In advanced economies such as Japan, South Korea and Taiwan, clean energy sources are driving the transition from nuclear and coal, especially given their need to import fuel and manage the challenges of a seismically active region.

Taiwan has launched its first offshore wind farm as part of a government plan to install more than 1,000 wind turbines by 2023, enough to power around one million homes.

Most of these projects have a lasting impact beyond providing energy to local communities, says John Jackman, Head of Development Capital Asia for Macquarie Capital.

“As well as providing clean energy, we interact with the local community in terms of development, local jobs and the local supply chain,” he says. “We aim to transfer knowledge and ensure there are benefits for the population.”

Asia also appears at the front line of innovation in renewable energy, says Way.

“Some of the breakthrough technology is being developed in China, Korea and Japan,” he says. “This is true of technology in general but also within renewables.”

Japan has pioneered waste technology since its rapid industrialisation in the 1960s, driving an 84 per cent reduction in industrial waste to landfill in the 20 years to 2010.

Following the Fukushima nuclear crisis in 2011, Japan has further reformed its electricity system in favour of renewable energy generation.

Way sees significant scope for private sector involvement in the region’s energy development. “Over the next 15 years, Asia needs more than $US20 trillion to realise its infrastructure needs – including green energy,” he says.

“You have to create the confidence for institutional capital to help fund those projects. That’s the biggest challenge for Asia today, but also its biggest opportunity.”

Creating a more efficient energy system

The pace of change in the energy sector shows no signs of slowing.
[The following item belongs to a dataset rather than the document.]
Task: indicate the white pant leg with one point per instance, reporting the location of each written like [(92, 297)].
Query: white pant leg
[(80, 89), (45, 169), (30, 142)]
The power landscape will look very different in ten years’ time as new ways unfold to foster cleaner, cheaper and more reliable energy and bring renewables further to the forefront of the power sector.

As renewable power becomes more integrated with the energy system, greater consumer control over energy use and pursuit of cost efficiencies will lead to greater network decentralisation, says Ed Northam, Head of Green Investment Group in Europe.

“I expect we’ll see a substantially transformed industry in terms of both generation solutions and a decentralised model. One that draws heavily on clean power and where generation is located increasingly at the point of consumption,” says Northam.

New demand for clean power will also stem from governments’ efforts to reduce carbon emissions in heating and transport and attract private investment to meet the scale of global energy investment required.

“The regulatory framework and tariff regime is what creates greenfield opportunities,” says Macquarie Capital’s Head of Development Capital Asia, John Jackman. “What’s important is the long-term consistency of government policy.”

As system-wide innovation in the renewable sector makes it a more reliable source of power, and one which helps individual consumers to become more energy self-sufficient, entire energy markets will become more efficient.

“Getting better at how we use energy, working out where the major load is and managing that load in a smarter manner,” says Northam. “That’s what it is all about – enhancing the efficiency of the energy system as a whole.”